Apache Spark Components
The Spark project consists of various types of components that are closely integrated. Spark is at its core a computational engine capable of scheduling, distributing, and monitoring multiple apps.
The main components of Spark are:
- Spark Core
- Spark SQL
- Spark Streaming
- Mlib Machine Learning
- GraphX graph Processing
Spark core
- Spark Core is the heart of Spark, which is built on all other functionalities.
- It includes the components for job scheduling, fault recovery, communicating with storage, and memory management systems.
Spark SQL
- On top of Spark Core, the Spark SQL is developed. It supports structured data.

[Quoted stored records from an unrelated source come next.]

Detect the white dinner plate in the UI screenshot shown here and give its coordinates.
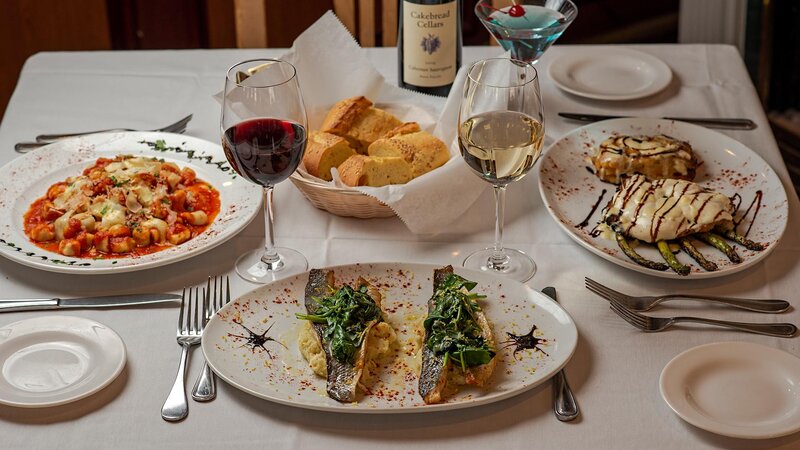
[539,118,789,279]
[547,48,672,100]
[659,342,800,439]
[0,316,125,408]
[0,132,261,274]
[203,263,578,414]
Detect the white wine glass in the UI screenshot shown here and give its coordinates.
[458,58,544,282]
[220,59,308,283]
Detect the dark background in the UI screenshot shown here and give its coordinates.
[0,0,800,190]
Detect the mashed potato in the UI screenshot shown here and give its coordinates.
[297,320,397,381]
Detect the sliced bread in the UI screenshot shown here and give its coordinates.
[303,131,356,181]
[338,155,413,187]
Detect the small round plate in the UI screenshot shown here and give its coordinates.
[0,316,125,408]
[659,342,800,439]
[547,48,672,100]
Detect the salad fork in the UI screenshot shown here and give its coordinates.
[192,277,231,402]
[584,277,790,313]
[161,288,206,422]
[14,114,193,153]
[609,300,797,337]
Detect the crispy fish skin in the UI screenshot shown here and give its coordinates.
[464,311,497,386]
[419,266,497,404]
[305,269,381,403]
[419,266,453,404]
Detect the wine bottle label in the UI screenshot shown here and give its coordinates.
[403,1,458,87]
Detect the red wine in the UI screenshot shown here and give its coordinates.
[397,0,461,96]
[222,119,306,186]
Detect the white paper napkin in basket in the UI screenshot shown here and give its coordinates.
[215,11,488,234]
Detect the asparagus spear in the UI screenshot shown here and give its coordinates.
[695,233,742,264]
[678,237,717,272]
[614,233,669,270]
[717,229,766,251]
[656,241,692,276]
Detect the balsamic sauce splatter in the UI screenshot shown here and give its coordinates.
[575,189,607,228]
[228,320,286,359]
[501,325,550,359]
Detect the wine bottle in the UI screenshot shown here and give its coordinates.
[397,0,461,96]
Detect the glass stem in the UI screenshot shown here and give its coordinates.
[261,186,283,270]
[487,185,509,270]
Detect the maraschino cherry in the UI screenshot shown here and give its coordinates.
[508,4,525,17]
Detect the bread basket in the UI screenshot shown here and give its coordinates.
[289,172,395,219]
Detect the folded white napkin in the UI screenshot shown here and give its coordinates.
[217,11,489,234]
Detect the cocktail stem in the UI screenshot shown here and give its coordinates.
[261,186,283,270]
[486,185,509,271]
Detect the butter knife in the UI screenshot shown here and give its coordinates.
[558,112,756,130]
[0,294,181,312]
[542,286,580,422]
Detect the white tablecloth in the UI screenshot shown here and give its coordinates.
[0,45,800,449]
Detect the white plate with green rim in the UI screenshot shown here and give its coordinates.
[0,132,261,274]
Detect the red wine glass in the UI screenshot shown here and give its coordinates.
[220,59,308,283]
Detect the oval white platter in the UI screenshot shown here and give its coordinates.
[202,263,578,414]
[539,118,789,279]
[548,48,672,100]
[0,316,126,408]
[0,132,261,274]
[659,342,800,439]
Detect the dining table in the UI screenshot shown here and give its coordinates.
[0,44,800,449]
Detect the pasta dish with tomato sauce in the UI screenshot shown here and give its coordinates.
[25,155,220,259]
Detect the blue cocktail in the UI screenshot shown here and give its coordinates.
[475,0,578,63]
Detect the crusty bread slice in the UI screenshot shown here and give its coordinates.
[367,131,450,178]
[338,155,412,187]
[383,122,422,138]
[321,96,402,154]
[303,131,356,181]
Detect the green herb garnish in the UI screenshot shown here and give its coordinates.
[295,285,381,363]
[424,274,495,370]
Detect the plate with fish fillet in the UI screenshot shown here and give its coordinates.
[202,263,578,414]
[539,118,789,279]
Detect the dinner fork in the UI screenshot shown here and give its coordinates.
[609,300,797,337]
[161,288,206,422]
[584,277,790,313]
[14,114,193,153]
[192,277,231,402]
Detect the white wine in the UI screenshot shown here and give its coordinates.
[458,111,544,185]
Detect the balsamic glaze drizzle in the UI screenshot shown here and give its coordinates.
[228,320,286,359]
[501,325,550,359]
[733,190,764,237]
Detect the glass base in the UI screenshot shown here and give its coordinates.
[462,247,536,283]
[236,247,308,284]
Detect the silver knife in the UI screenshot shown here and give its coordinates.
[558,113,756,130]
[542,286,580,422]
[0,294,181,312]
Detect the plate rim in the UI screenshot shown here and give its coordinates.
[200,261,580,415]
[0,315,128,409]
[0,131,261,275]
[547,47,674,101]
[658,341,800,439]
[537,117,789,280]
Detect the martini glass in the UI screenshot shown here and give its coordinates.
[475,0,578,64]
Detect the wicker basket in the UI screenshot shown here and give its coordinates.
[289,172,395,219]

- Spark SQL(Structured Query Language) allows querying data from SQL as well as Apache Hive of SQL, which is called HQL (Hive Query Language).
- It supports connections between JDBC and ODBC that create a relationship between Java objects and existing databases, data warehouses, and business intelligence tools.
- It also supports complex data sources such as Hive tables, Parquet, and JSON.
SQL Streaming
- Spark Streaming is a component of Spark that supports scalable and fault-tolerant streaming data processing.
- It uses the quick scheduling capabilities of Spark Core to conduct streaming analytics.
- It accepts mini-batch data and executes RDD transformations on that data.
- Its architecture ensures that the applications written for streaming data can be reused with little modification to analyze batches of historical data.
- Log files generated by web servers can be considered as an example of a data stream in real-time.
MLlib
- MLlib is a type of machine library, which includes a variety of machine learning algorithms.
- It comprises checking of associations and theories, classification and regression, clustering, and study of main components.
- The disk-based implementations have been used nine times by the Apache mahout to make it faster.
GraphX
- GraphX is a library used to manipulate graphs and perform parallel graph computing.
- It facilitates the development of a directed graph with arbitrary properties attached to each vertex and edge.
- To control the graph, it supports various key operators, such as subgraph, merges Vertices, and aggregate Messages.